Chancellor Philip Hammond has killed off the prospect of any further schemes being funded by PFI or PF2.
More from: Budget 2018: Hammond kills off PFI
Addressing parliament for the 2018 Budget, Mr Hammond said there was evidence that PFI and PF2 were neither delivering value for money nor sufficiently transferring risk to the private sector.
Mr Hammond said: “I remain committed to the use of public-private partnership where it delivers value for the taxpayer and genuinely transfers risk to the private sector.
“But there is compelling evidence that the private finance initiative does neither.”
Current deals will be honoured, he said, but the chancellor vowed not to approve any new schemes under either PFI or PF2.
Mr Hammond added that the public sector would no longer be a “pushover” as a client and a new division would be set up in the Department of Health and Social Care to manage existing PFI deals.
Reacting to the news, Cast chief executive Mark Farmer said the focus on transferring risk from public to private sector was concerning,
“Any future public procurement regime has to surely be about value not risk transfer, and a more balanced approach to government holding risk as an intelligent client, if we are to avoid another Carillion scenario,” he said.
“One can only hope his choice of language was inadvertent, as it does not correspond with the stated aims of IPA’s Transforming Infrastructure Performance Programme.”
Clyde & Co partner Liz Jenkins suggested the government’s £600bn infrastructure pipeline meant it would need to secure private investors in some form to fund development.
“We await the details but one would expect a new model that continues to allow the private sector the opportunity to fund public infrastructure – we simply cannot build the infrastructure this country needs without it,” Ms Jenkins said.
Two schemes, the A303 tunnel at Stonehenge and the Lower Thames Crossing, had been considered for PF2 procurement.
The government was recently forced to pay for the completion of two hospitals that Carillion was building after the PFI contracts were terminated.
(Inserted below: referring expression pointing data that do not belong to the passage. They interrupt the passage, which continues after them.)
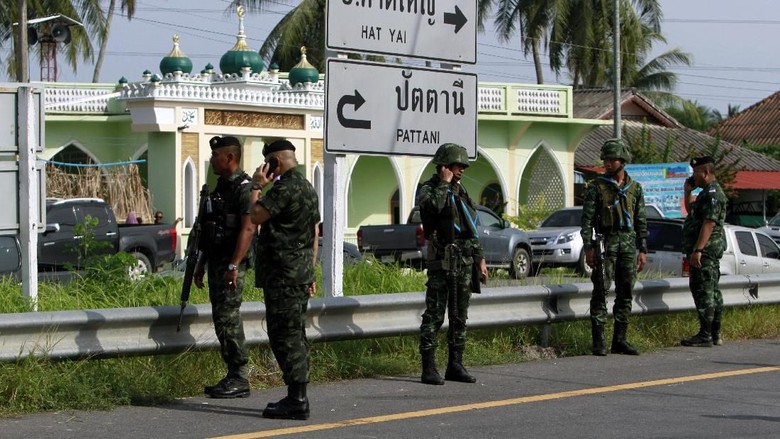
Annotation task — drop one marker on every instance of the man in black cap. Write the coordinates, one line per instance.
(286, 254)
(703, 244)
(227, 236)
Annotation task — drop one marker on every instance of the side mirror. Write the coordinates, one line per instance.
(51, 227)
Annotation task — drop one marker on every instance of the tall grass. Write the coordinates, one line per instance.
(37, 385)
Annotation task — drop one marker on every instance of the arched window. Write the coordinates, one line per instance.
(73, 155)
(493, 198)
(190, 193)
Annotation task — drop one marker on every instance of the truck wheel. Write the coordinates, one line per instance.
(141, 268)
(582, 266)
(521, 264)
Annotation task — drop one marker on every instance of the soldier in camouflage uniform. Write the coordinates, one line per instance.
(448, 215)
(704, 243)
(614, 207)
(286, 254)
(227, 237)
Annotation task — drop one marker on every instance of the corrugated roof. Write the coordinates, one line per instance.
(597, 103)
(759, 124)
(685, 139)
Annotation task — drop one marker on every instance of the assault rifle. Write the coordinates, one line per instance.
(600, 247)
(192, 254)
(452, 256)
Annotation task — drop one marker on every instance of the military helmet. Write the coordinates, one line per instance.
(450, 153)
(615, 149)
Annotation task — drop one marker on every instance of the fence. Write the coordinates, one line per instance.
(152, 330)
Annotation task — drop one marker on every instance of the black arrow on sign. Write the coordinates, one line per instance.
(458, 19)
(358, 101)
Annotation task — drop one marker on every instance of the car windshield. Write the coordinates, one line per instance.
(564, 218)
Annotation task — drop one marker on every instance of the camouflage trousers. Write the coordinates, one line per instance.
(704, 288)
(436, 298)
(285, 309)
(226, 315)
(621, 259)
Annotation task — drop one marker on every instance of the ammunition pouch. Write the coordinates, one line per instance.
(213, 235)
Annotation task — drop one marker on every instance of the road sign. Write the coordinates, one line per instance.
(390, 109)
(416, 28)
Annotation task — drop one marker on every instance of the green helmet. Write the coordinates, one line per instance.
(615, 149)
(450, 153)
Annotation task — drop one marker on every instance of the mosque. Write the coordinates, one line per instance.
(527, 135)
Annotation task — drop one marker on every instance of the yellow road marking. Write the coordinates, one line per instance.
(499, 403)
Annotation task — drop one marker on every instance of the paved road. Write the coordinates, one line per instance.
(729, 391)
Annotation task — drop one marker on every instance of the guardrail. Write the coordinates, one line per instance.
(152, 330)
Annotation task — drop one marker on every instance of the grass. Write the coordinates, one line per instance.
(39, 385)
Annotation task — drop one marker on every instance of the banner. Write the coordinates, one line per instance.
(663, 185)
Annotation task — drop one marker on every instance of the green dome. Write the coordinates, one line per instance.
(176, 61)
(241, 55)
(303, 72)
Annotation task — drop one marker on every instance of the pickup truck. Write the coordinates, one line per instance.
(557, 241)
(405, 244)
(748, 251)
(151, 244)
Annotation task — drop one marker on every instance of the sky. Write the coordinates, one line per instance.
(734, 45)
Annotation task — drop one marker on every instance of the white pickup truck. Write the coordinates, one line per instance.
(748, 251)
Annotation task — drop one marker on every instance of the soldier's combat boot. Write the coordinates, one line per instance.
(701, 340)
(430, 375)
(455, 370)
(294, 406)
(717, 340)
(599, 344)
(229, 387)
(619, 343)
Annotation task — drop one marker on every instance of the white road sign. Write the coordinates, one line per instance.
(389, 109)
(443, 30)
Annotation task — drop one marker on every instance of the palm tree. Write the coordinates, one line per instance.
(580, 37)
(127, 6)
(87, 12)
(304, 25)
(534, 19)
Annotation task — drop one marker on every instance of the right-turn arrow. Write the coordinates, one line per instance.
(457, 18)
(358, 101)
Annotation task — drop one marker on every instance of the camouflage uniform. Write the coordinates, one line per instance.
(710, 204)
(285, 255)
(433, 196)
(618, 213)
(449, 217)
(225, 303)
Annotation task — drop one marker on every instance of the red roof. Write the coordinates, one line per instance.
(742, 179)
(756, 180)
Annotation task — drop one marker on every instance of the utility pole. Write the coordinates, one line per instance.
(616, 69)
(22, 67)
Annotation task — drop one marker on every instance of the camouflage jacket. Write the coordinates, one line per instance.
(612, 209)
(228, 202)
(285, 248)
(435, 196)
(710, 204)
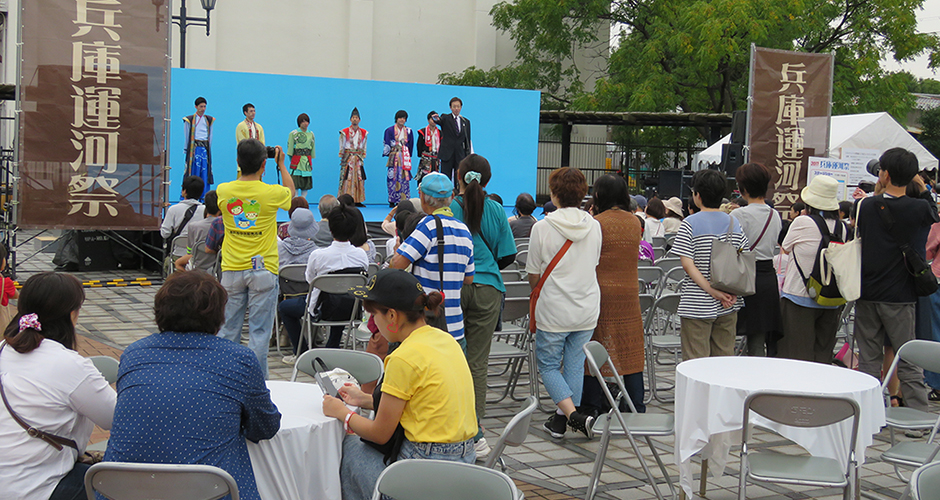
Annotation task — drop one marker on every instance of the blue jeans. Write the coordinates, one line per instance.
(557, 351)
(361, 464)
(256, 291)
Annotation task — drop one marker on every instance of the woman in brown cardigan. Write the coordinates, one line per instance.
(620, 325)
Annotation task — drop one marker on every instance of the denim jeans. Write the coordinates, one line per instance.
(72, 486)
(561, 363)
(361, 464)
(256, 291)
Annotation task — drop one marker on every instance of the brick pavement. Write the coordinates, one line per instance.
(544, 468)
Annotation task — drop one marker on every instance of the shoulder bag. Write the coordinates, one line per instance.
(537, 290)
(845, 259)
(733, 269)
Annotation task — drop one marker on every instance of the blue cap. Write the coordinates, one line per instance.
(437, 185)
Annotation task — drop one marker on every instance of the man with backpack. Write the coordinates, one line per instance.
(893, 228)
(178, 216)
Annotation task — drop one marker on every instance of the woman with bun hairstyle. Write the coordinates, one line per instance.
(493, 249)
(424, 403)
(51, 387)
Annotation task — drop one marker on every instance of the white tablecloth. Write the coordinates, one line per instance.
(302, 459)
(710, 394)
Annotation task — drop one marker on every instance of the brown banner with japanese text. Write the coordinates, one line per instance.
(789, 106)
(93, 96)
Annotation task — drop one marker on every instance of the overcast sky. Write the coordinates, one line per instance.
(928, 21)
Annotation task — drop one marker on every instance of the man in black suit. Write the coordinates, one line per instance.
(455, 138)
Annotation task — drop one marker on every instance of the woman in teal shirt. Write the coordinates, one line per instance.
(493, 249)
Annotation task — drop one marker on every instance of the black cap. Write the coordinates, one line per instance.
(392, 288)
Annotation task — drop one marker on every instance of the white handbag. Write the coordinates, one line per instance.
(845, 260)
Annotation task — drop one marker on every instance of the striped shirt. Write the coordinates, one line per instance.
(421, 249)
(694, 240)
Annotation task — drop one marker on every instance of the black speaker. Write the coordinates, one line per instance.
(732, 157)
(670, 183)
(738, 127)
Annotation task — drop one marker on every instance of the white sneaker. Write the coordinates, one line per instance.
(482, 449)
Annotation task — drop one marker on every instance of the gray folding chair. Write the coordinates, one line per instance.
(108, 367)
(799, 410)
(925, 482)
(645, 425)
(926, 355)
(437, 479)
(336, 284)
(659, 326)
(513, 435)
(668, 263)
(364, 366)
(126, 481)
(653, 277)
(293, 273)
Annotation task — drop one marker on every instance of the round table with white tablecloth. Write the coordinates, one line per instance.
(302, 459)
(710, 394)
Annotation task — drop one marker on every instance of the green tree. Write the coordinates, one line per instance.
(693, 55)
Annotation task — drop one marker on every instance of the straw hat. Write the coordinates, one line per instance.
(674, 205)
(821, 193)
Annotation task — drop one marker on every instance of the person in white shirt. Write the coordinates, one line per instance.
(50, 386)
(569, 304)
(340, 255)
(173, 223)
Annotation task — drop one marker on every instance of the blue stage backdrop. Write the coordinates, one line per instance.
(504, 124)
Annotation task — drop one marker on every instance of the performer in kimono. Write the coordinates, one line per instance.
(248, 129)
(429, 143)
(301, 150)
(352, 152)
(198, 130)
(398, 146)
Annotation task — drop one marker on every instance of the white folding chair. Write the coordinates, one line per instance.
(292, 273)
(513, 435)
(645, 425)
(127, 481)
(338, 284)
(926, 355)
(441, 479)
(799, 410)
(364, 366)
(659, 326)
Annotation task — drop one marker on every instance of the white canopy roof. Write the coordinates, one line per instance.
(865, 131)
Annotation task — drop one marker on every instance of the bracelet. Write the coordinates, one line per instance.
(346, 422)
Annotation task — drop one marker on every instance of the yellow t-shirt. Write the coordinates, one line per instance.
(249, 211)
(430, 372)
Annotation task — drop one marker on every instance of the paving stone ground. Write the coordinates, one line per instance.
(114, 317)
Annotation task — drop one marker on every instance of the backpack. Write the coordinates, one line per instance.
(821, 284)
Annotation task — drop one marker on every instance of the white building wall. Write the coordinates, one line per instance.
(404, 40)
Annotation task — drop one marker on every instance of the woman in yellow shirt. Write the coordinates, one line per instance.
(427, 389)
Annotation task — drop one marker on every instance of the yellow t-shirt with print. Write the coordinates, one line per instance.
(249, 211)
(429, 371)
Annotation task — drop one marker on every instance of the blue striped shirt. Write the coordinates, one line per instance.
(421, 249)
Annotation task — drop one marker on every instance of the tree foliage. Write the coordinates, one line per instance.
(693, 55)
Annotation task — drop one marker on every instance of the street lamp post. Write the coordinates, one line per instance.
(183, 21)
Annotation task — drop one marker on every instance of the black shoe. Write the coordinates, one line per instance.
(556, 425)
(582, 423)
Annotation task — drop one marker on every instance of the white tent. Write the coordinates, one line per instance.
(865, 131)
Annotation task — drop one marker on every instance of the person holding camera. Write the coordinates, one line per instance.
(249, 250)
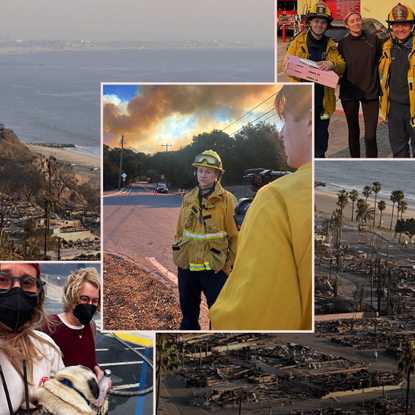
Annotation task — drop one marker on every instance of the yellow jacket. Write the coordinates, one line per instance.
(206, 238)
(298, 47)
(270, 287)
(384, 68)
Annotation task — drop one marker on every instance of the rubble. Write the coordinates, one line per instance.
(262, 368)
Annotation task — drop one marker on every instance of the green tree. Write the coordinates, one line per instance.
(364, 212)
(402, 207)
(167, 360)
(353, 196)
(396, 196)
(406, 365)
(342, 199)
(376, 188)
(337, 227)
(381, 207)
(367, 191)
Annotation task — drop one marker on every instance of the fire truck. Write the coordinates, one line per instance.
(286, 10)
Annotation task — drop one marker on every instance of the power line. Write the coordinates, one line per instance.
(263, 115)
(249, 112)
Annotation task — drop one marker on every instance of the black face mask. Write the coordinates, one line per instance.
(84, 313)
(16, 308)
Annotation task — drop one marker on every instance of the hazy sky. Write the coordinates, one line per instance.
(152, 115)
(138, 19)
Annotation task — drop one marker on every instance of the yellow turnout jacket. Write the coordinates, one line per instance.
(298, 47)
(206, 236)
(270, 287)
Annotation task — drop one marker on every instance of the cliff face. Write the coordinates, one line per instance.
(13, 151)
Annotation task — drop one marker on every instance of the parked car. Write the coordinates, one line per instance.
(337, 30)
(162, 188)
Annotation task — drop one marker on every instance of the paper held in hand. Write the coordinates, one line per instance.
(307, 70)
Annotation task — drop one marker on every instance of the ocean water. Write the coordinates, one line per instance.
(348, 175)
(55, 96)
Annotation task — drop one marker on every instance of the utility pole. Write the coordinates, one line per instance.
(119, 180)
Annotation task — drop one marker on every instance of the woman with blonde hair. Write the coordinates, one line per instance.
(28, 358)
(74, 331)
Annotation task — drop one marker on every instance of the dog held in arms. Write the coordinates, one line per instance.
(71, 392)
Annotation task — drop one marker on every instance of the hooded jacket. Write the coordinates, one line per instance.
(298, 47)
(206, 236)
(384, 68)
(270, 287)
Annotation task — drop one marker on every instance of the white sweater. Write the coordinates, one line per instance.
(43, 369)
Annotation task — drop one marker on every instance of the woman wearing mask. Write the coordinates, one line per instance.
(206, 239)
(360, 83)
(74, 331)
(28, 358)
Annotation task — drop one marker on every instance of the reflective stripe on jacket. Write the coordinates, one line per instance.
(206, 237)
(298, 47)
(384, 68)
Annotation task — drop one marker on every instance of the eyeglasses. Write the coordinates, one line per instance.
(31, 286)
(210, 160)
(86, 300)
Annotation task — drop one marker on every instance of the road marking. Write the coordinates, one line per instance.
(107, 350)
(121, 387)
(121, 363)
(172, 277)
(135, 339)
(116, 194)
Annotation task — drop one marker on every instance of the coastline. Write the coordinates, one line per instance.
(326, 202)
(83, 162)
(109, 48)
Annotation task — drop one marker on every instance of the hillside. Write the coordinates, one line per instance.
(13, 151)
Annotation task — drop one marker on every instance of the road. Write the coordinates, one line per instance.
(338, 146)
(140, 225)
(131, 373)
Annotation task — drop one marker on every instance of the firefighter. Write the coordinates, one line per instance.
(206, 239)
(313, 44)
(270, 287)
(398, 94)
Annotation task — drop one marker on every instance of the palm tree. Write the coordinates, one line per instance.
(406, 365)
(353, 196)
(396, 196)
(402, 207)
(376, 188)
(363, 211)
(337, 220)
(343, 199)
(381, 207)
(367, 191)
(166, 360)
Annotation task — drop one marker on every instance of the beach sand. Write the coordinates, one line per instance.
(326, 202)
(83, 163)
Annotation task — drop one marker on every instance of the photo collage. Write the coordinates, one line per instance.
(203, 208)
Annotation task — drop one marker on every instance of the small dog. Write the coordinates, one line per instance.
(71, 392)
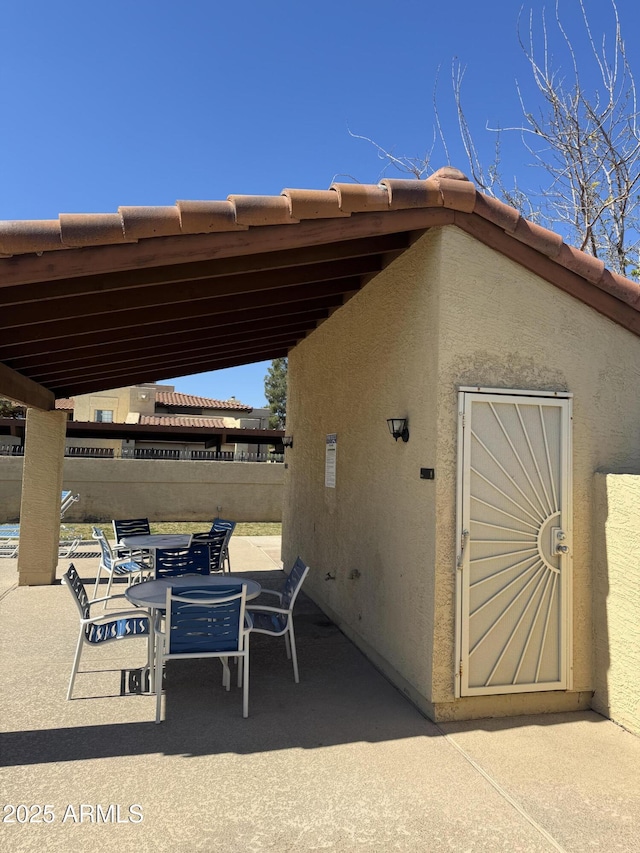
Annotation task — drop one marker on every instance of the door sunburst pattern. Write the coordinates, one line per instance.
(514, 561)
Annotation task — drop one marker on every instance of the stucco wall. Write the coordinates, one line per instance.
(616, 600)
(162, 490)
(502, 326)
(370, 541)
(449, 312)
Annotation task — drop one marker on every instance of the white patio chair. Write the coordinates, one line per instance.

The Budget also saw the Treasury commit £28.8bn for road investment.
This included a £25.3bn budget for Highways England’s Road Investment Strategy covering 2020 to 2025 – a £10bn increase on the previous five-year RIS.
Additionally, local councils will receive an extra £420m for repairing potholes and bridges in 2018/19, along with £150m to pay for minor schemes such as junction and roundabout improvements.
Local councils will also be access a new £675m Future High Streets Fund to develop town centre regenerations, part of a wider set of initiatives including business rate cuts to help high street retailers.
Northern Powerhouse Rail will receive £37m and East West Rail (to link Cambridge with Oxford) £20m to fund further development of their plans.
Further changes to the apprenticeship levy were announced, with SMEs’s contribution halved from 10 per cent of training costs to 5 per cent.
The government will pump £240m into the scheme to cover the cut.
This followed the announcement earlier this month that the cap on how much large firms can give to smaller suppliers for apprenticeship training would be raised from 10 per cent to 25 per cent.
In a change to insolvency rules, HMRC will be made a preferred creditor in cases from April 2020.
Taxes such as VAT, PAYE, employee national insurance and Construction Industry Scheme deductions that are collected by firms on behalf of the government will effectively be ringfenced for HMRC to retrieve.
However, the rules for corporation tax and employer NICs owed to HMRC by insolvent companies will not be changed.
The national living wage will increase by 4.9 per cent in April 2019 to £8.21 per hour, which is likely to increase costs for firms with soft facilities management services such as cleaning and security.
In its last annual report, Interserve cited an increase in the national living wage for reducing its operating profit.